Tuesday, October 27, 2009

Dead Zones Doubling Every Decade

http://www.livescience.com/environment/etc/091008-dead-zones-doubling-every-decade.html


Dead Zones Doubling Every Decade
Submitted by LiveScience Staff
posted: 08 October 2009 03:04 pm ET

Global distribution of the more than 400 marine systems with dead zones caused by increased nutrient runoff. Their distribution matches the current human "footprint" in the northern hemisphere. In the southern hemisphere, dead zones have only been reported recently.

Earth's oceans currently have more than 400 dead zones, oxygen-starved areas that are hundreds or thousands of square miles and virtually devoid of life during summer months.

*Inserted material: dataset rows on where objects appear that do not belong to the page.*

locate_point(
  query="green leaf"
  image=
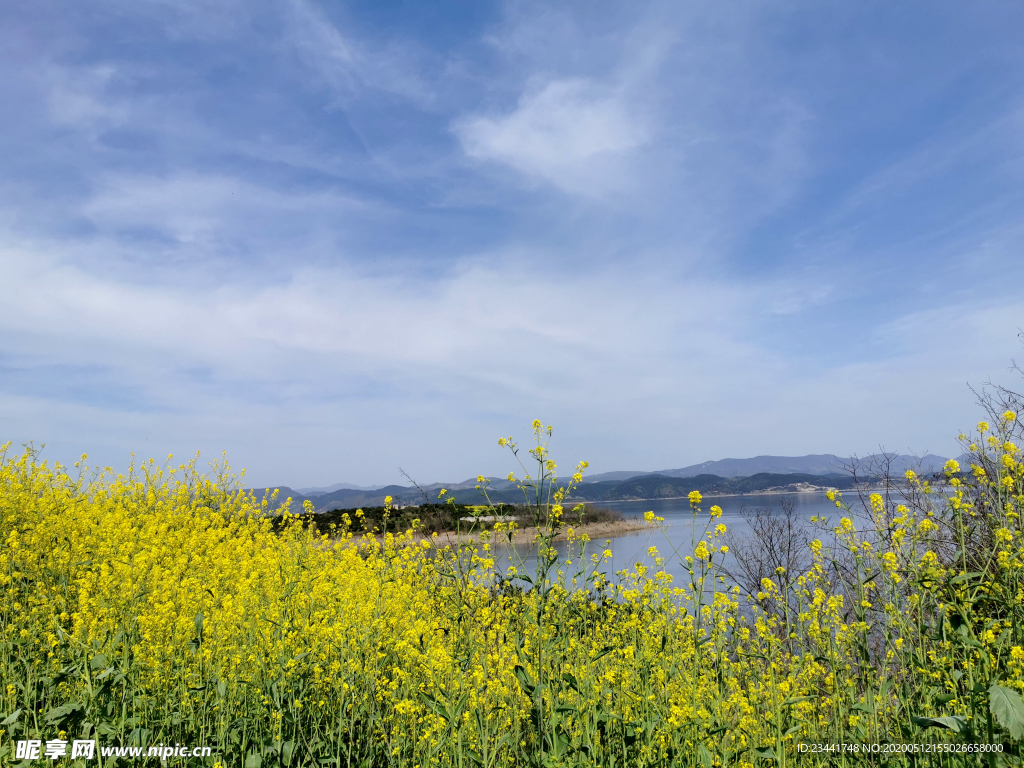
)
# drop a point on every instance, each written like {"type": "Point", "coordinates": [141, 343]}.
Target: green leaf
{"type": "Point", "coordinates": [11, 719]}
{"type": "Point", "coordinates": [765, 752]}
{"type": "Point", "coordinates": [950, 723]}
{"type": "Point", "coordinates": [1008, 709]}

The tally is doubling every decade, according to the National Science Foundation.

Most dead zones, including one in the Gulf of Mexico, are caused by pollution that is dumped into oceans by rivers. It works like this:

Each year, spring runoff washes nitrogen-rich fertilizers from farms in the Mississippi River basin and carries them into the river and the streams that feed it. The nitrogen eventually empties out of the mouth of the Mississippi and into the Gulf of Mexico, where tiny phytoplankton feed off of it and spread into an enormous bloom.

When these creatures die, they sink to the ocean floor, and their decomposition strips the water of oxygen. This condition, called hypoxia, prevents animals that depend on oxygen, such as fish or shrimp, from living in those waters. In recent years, this so-called "dead zone" has grown to the size of New Jersey—about 20,000 square kilometers (7,700 square miles)—each summer.

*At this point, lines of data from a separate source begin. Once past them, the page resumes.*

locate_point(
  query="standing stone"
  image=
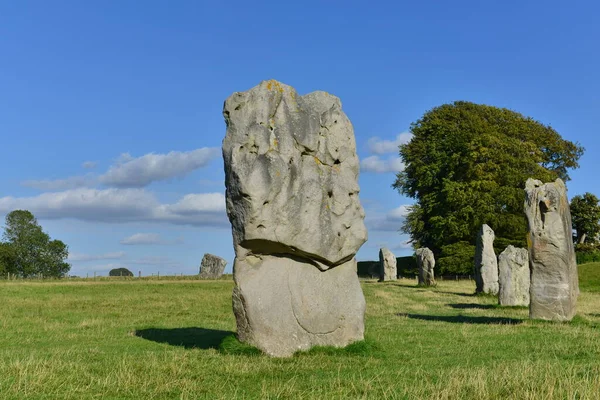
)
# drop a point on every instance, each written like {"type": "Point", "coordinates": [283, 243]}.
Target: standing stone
{"type": "Point", "coordinates": [486, 264]}
{"type": "Point", "coordinates": [212, 267]}
{"type": "Point", "coordinates": [387, 266]}
{"type": "Point", "coordinates": [513, 277]}
{"type": "Point", "coordinates": [554, 282]}
{"type": "Point", "coordinates": [291, 177]}
{"type": "Point", "coordinates": [426, 263]}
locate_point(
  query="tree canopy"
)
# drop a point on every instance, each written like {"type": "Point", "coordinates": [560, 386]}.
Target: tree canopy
{"type": "Point", "coordinates": [120, 272]}
{"type": "Point", "coordinates": [585, 215]}
{"type": "Point", "coordinates": [27, 250]}
{"type": "Point", "coordinates": [466, 165]}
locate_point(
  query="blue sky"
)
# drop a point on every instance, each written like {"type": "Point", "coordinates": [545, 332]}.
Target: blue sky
{"type": "Point", "coordinates": [110, 112]}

But there's another emerging culprit, the NSF explains in a new special report. Every summer since 2002, the Pacific Northwest's coastal waters -- one of the U.S.'s most important fisheries -- has seen massive dead zones believed to be caused by an entirely different and surprising phenomena: changes in oceanic and atmospheric circulation that may, in turn, be caused by climate change.